Before rugby went professional, in 1995, Dean Richards had spent 13 years as a police constable in the Leicestershire force, serving most of that time on the beat in Hinckley. During the appeal hearing, Lorne Crerar, one of the three panel members, suggested that Richards would be experienced in the preparation of witness statements as a result of his time in the police.
It was, Richards responded, a “different format” and that he had simply received answers to ERC’s questions and converted them into formal statements. He may have forgotten his belief, published in his 1995 autobiography, that: “As a serving policeman I have no time for any officers, however few and far between they might be, who have changed or fabricated evidence in order to secure a conviction.”

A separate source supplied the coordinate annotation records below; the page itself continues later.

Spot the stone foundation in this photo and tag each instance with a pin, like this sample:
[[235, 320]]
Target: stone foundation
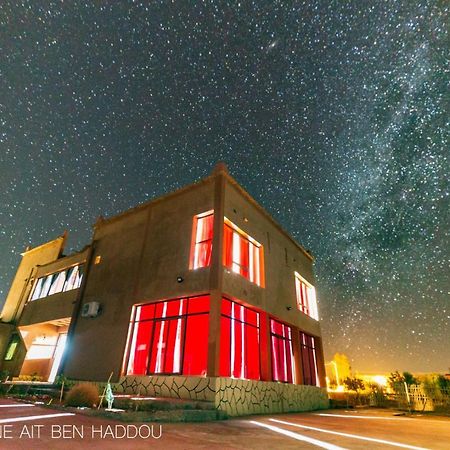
[[235, 397]]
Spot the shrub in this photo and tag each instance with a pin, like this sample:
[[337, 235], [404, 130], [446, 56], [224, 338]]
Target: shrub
[[83, 394]]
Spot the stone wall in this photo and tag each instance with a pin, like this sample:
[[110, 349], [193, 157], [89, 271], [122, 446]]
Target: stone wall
[[235, 397]]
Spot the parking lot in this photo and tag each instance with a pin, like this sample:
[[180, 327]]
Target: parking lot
[[24, 426]]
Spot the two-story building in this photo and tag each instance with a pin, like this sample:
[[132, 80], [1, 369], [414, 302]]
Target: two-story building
[[198, 294]]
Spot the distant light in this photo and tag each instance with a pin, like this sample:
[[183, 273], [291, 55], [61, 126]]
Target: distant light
[[380, 379]]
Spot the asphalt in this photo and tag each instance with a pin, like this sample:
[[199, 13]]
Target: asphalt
[[36, 427]]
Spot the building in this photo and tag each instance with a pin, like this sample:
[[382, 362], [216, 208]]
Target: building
[[197, 294]]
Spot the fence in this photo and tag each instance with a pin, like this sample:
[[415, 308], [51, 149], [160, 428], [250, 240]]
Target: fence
[[422, 397]]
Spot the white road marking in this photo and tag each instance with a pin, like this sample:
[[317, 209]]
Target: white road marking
[[353, 436], [15, 406], [298, 436], [363, 417], [28, 418]]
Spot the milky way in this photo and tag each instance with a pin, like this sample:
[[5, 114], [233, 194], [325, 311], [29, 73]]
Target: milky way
[[331, 114]]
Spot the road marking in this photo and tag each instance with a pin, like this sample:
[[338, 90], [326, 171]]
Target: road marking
[[15, 406], [28, 418], [363, 417], [353, 436], [299, 437]]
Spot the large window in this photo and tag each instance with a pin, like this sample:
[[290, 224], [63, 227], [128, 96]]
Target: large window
[[306, 297], [242, 254], [283, 368], [62, 281], [309, 360], [170, 337], [202, 240], [239, 341], [42, 347]]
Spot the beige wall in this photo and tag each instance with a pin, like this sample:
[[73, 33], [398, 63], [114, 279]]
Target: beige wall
[[20, 286], [56, 306], [282, 257], [142, 254]]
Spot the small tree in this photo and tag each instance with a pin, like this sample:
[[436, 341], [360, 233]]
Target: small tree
[[409, 378]]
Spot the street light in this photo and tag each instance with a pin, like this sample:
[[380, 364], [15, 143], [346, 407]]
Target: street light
[[339, 388]]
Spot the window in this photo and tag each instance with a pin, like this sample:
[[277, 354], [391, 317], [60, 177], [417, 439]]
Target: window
[[202, 240], [283, 368], [12, 347], [239, 341], [170, 337], [42, 347], [62, 281], [309, 360], [242, 254], [306, 297]]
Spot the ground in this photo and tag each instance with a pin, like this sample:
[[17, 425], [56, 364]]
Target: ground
[[25, 427]]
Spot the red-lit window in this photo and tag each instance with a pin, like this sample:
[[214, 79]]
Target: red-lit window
[[306, 297], [170, 337], [283, 368], [242, 254], [202, 240], [239, 341], [309, 360]]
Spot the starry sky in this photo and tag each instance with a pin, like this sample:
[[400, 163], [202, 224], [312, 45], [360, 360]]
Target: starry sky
[[332, 114]]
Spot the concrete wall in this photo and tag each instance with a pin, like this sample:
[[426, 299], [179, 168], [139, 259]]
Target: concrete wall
[[142, 253], [20, 287], [282, 257], [53, 307]]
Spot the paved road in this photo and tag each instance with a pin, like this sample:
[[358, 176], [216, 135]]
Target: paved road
[[35, 427]]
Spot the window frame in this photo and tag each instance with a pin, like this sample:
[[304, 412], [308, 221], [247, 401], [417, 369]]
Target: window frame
[[306, 299], [254, 248], [233, 322], [306, 350], [51, 280], [184, 317], [287, 340], [194, 243]]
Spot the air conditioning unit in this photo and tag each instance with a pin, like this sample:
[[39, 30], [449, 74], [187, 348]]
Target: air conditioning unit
[[91, 309]]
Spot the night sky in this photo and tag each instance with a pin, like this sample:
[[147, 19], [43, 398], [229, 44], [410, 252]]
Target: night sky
[[332, 114]]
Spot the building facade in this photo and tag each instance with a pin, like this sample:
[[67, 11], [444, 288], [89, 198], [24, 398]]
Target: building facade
[[197, 294]]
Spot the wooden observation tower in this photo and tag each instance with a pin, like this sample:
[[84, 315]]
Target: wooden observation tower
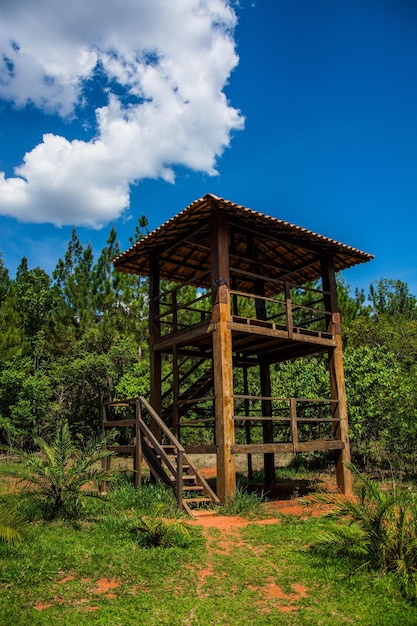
[[233, 294]]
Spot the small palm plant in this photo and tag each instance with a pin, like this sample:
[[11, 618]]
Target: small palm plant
[[57, 477], [380, 533], [12, 523]]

Attending his first road accident as a young officer, Richards came to the conclusion “the first thing needed is a cool, accurate assessment of the forces required to deal with the situation”. He had to handle a variety of violent situations that brought him into contact with genuine tragedies, among them telling families of the deaths of relations in traffic accidents.
He was a serving officer in 1988 when, after the Scotland-England match that year, he was involved in horseplay with the Calcutta Cup. Richards and John Jeffrey, the Scotland forward, took the cup on a pub crawl in central Edinburgh after the formal dinner during which it was damaged and he was banned for one match. Richards was also carpeted by his chief constable and threatened with dismissal for any recurrence.